These then are issues of salvation! According to Jesus it matters very much how we understand “word,” and the Devil understands that well and so works to make the “word” unintelligible. I think he has succeeded well even among unitarians. Paul made the same point when he warned that Christians must have “a love for the truth in order to be saved” (2 Thess. 2:10). This reminds us too that “salvation is given to those who obey Jesus” (Heb. 5:9), and thus not given to those who disobey Jesus – not given to those who do not have a love for truth.

That Gospel of the Kingdom word (Matt. 13:19) was finally embodied uniquely in Jesus (John 1:14), who is never in John or the epistles of John ever called “the word” (exception in Rev. 19:13). This is the central truth of Scripture.

I think that the Bible writers show us here that they deliberately reserve the word “word” for what God and Jesus say, and they avoid the confusing proposition that “Jesus is the word” or “Jesus is the Gospel.”

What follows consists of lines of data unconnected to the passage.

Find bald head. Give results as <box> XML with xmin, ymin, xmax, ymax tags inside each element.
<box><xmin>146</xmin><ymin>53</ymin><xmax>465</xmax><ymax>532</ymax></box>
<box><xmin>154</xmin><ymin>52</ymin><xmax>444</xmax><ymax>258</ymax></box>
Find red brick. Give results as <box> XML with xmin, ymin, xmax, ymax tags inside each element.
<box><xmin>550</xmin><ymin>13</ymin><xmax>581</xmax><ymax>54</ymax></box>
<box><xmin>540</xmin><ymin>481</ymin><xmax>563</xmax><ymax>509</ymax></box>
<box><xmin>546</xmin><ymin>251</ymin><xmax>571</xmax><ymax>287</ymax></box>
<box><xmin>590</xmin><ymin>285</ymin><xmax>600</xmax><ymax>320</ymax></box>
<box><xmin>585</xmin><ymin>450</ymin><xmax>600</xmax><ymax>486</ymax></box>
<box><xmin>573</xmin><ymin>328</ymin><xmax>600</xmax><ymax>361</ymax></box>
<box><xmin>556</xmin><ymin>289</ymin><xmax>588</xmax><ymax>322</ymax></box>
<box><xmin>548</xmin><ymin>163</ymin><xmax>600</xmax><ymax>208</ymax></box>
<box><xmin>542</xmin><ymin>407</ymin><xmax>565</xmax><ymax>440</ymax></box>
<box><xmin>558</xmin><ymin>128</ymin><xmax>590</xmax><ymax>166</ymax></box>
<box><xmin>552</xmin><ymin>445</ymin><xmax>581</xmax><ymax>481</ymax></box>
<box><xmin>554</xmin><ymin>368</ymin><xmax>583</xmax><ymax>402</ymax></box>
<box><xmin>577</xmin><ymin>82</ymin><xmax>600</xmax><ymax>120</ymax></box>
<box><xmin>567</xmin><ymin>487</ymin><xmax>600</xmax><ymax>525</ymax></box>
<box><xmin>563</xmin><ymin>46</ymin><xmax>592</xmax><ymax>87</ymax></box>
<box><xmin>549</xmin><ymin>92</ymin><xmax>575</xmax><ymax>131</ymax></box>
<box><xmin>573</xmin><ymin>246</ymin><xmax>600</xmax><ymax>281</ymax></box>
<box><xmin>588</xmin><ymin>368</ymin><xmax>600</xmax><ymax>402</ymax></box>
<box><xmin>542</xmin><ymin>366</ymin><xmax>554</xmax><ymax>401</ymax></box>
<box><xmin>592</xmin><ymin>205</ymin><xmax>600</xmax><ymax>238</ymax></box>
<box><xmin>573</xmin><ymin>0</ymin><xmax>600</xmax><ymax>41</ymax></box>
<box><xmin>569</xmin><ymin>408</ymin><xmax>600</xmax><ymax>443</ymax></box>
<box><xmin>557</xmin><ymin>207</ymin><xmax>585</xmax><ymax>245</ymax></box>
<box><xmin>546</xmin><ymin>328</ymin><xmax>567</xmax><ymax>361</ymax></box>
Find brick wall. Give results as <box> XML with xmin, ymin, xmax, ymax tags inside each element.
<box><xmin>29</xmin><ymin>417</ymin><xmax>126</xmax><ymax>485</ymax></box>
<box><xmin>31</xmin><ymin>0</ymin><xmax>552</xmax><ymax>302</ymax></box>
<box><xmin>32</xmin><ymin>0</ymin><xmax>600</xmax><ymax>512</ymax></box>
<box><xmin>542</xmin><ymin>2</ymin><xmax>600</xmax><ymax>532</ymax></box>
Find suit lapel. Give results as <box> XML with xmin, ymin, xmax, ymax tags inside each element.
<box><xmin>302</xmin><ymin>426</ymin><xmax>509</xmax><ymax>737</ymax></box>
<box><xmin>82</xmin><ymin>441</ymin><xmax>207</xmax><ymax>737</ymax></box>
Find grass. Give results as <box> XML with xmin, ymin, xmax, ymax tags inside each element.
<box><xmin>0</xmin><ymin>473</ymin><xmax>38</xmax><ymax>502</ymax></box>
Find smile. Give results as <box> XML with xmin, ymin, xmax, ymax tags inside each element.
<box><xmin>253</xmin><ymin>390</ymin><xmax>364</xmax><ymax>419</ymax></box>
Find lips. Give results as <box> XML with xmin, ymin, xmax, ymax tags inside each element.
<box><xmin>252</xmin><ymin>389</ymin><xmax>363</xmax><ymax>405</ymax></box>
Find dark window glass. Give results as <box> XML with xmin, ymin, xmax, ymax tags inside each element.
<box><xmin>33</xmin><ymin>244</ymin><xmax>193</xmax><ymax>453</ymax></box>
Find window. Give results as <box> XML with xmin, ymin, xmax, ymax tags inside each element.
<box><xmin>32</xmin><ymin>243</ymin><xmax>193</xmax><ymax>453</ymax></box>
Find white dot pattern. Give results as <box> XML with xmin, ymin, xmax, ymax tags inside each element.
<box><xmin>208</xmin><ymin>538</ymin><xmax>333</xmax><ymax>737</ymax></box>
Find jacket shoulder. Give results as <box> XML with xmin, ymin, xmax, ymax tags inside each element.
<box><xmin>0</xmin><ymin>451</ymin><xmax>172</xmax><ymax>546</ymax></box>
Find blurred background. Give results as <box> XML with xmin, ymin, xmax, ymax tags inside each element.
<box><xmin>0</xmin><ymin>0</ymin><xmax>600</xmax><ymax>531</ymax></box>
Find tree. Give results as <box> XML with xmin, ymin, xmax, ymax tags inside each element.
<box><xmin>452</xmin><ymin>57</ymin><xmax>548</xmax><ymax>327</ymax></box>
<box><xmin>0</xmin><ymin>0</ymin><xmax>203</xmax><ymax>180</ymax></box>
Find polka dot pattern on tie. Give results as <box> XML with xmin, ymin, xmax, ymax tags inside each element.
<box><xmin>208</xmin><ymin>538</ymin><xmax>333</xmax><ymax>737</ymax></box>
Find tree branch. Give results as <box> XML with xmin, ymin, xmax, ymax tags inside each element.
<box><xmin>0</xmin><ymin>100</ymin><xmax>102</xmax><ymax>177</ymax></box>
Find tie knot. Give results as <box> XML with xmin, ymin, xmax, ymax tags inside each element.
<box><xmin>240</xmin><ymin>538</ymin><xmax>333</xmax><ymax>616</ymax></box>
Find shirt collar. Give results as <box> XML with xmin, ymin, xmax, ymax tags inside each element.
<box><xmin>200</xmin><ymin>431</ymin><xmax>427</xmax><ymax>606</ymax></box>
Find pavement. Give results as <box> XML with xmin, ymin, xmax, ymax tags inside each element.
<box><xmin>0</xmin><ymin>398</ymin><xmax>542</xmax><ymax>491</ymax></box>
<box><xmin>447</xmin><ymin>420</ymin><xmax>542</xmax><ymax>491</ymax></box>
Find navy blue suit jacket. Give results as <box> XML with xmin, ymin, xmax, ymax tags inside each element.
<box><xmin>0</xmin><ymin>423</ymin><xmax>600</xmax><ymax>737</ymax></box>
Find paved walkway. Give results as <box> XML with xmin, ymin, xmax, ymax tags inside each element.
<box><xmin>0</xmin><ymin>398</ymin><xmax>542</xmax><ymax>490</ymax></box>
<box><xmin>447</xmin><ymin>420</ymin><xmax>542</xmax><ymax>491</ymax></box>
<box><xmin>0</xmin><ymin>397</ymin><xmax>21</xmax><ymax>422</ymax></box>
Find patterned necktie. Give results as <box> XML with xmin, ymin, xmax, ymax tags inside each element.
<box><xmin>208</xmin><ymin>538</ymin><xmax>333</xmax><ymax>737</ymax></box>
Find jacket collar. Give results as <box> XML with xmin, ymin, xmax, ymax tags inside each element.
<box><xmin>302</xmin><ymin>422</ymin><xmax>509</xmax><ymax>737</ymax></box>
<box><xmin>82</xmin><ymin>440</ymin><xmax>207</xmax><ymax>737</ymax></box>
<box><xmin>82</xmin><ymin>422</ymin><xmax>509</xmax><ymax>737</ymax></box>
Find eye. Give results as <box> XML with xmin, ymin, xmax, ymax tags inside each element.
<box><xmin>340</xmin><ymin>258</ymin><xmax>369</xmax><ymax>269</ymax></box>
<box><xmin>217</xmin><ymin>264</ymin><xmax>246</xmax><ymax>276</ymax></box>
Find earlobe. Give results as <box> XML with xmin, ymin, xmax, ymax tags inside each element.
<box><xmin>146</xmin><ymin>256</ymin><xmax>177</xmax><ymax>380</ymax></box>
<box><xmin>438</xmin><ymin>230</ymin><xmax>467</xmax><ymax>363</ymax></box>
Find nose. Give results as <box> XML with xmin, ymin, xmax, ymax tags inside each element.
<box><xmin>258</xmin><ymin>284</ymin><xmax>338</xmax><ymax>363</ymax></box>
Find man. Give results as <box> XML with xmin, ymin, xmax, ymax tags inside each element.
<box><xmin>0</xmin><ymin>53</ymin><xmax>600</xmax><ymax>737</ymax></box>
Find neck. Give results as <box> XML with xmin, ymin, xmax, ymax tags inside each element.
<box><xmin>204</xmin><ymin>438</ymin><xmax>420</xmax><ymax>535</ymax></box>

John is deliberately working against the appalling idea that Jesus is other than a genuine human person, i.e. “flesh.” John also wants you to know that Jesus is the first and authoritative Gospel-Message speaker. Everything depends on what Jesus says. Our culture however has been propagandized to think that what really matters is the work of Jesus, his death and resurrection, to the exclusion of the words and message of Jesus. Hence the memorable saying of Billy Graham that “Jesus came to do three days’ work — to die, be buried and rise.” Clever! But what got left out? The word and words of Jesus and Jesus’ own summary purpose statement that his own mission was expressly to “proclaim the Gospel of the Kingdom” (Luke 4:43).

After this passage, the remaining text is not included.